Das deutsche Marken- und Patentamt wurde eingeschaltet, um die Verhältnismäßigkeit der Forderungen einzuschätzen. So soll geprüft werden, ob 0,375 Cent pro Stream angemessen sind und wie hoch der Schadensersatz für die bereits erfolgte Zugängigmachung von 1.000 GEMA-geschützten Musikwerken sein soll; seit dem 1. April 2009, als die seit 2007 laufende Vereinbarung zwischen beiden Partnern auslief, hätte YouTube alle Lizenzierungsvorschläge für das Streaming von Videos mit geschützten Musikstücken abgelehnt.

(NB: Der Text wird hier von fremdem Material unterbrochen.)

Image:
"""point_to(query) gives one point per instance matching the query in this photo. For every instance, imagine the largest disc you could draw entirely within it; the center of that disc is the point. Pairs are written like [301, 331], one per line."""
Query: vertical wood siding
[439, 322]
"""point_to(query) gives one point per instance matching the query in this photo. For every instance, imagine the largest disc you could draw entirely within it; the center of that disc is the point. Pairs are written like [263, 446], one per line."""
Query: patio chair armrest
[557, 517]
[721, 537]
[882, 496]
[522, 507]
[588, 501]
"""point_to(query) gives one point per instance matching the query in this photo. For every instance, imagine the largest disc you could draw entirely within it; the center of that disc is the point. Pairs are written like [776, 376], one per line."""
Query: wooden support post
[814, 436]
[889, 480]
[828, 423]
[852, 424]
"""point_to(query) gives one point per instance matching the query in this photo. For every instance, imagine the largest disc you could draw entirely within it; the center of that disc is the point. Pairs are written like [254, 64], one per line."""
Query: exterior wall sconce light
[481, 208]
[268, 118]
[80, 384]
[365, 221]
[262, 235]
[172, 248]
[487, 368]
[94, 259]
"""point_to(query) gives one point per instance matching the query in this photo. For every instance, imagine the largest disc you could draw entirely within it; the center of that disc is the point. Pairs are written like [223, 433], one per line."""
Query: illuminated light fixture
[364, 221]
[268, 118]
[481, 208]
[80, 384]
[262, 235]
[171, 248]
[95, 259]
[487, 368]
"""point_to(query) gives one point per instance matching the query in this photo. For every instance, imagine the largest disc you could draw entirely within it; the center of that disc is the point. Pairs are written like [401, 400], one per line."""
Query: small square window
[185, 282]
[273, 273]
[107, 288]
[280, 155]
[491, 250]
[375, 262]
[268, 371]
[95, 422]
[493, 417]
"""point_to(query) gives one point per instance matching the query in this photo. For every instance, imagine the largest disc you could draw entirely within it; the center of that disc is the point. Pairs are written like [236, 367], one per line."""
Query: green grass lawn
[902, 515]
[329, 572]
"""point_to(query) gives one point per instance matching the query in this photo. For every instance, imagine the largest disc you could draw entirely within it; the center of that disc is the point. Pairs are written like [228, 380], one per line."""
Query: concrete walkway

GEMAWeiterhin, und das ist das eigentlich Unterhaltsame an den neuerlichen Meldungen, fordert die GEMA, die Sperrhinweise zu unterlassen, andernfalls werde man eine (weitere) Unterlassungsklage einreichen. Als Begründung lässt der Vorstandsvorsitzende Dr. Harald Heker verlauten, dass die Sperrtafeln bis heute in großem Umfang dazu beitrügen, »die öffentliche und mediale Meinung in höchst irreführender Weise negativ zu beeinflussen«. Es werde der Eindruck erweckt, dass die GEMA eine Lizenzierung kategorisch verweigere.

Wie üblich schickte man gleich noch einen pointierten Kommentar hinterdrein: »Bislang haben wir in diesem Zusammenhang auf rechtliche Schritte bewusst verzichtet, um die laufenden Gespräche durch ein weiteres gerichtliches Verfahren nicht zu belasten«.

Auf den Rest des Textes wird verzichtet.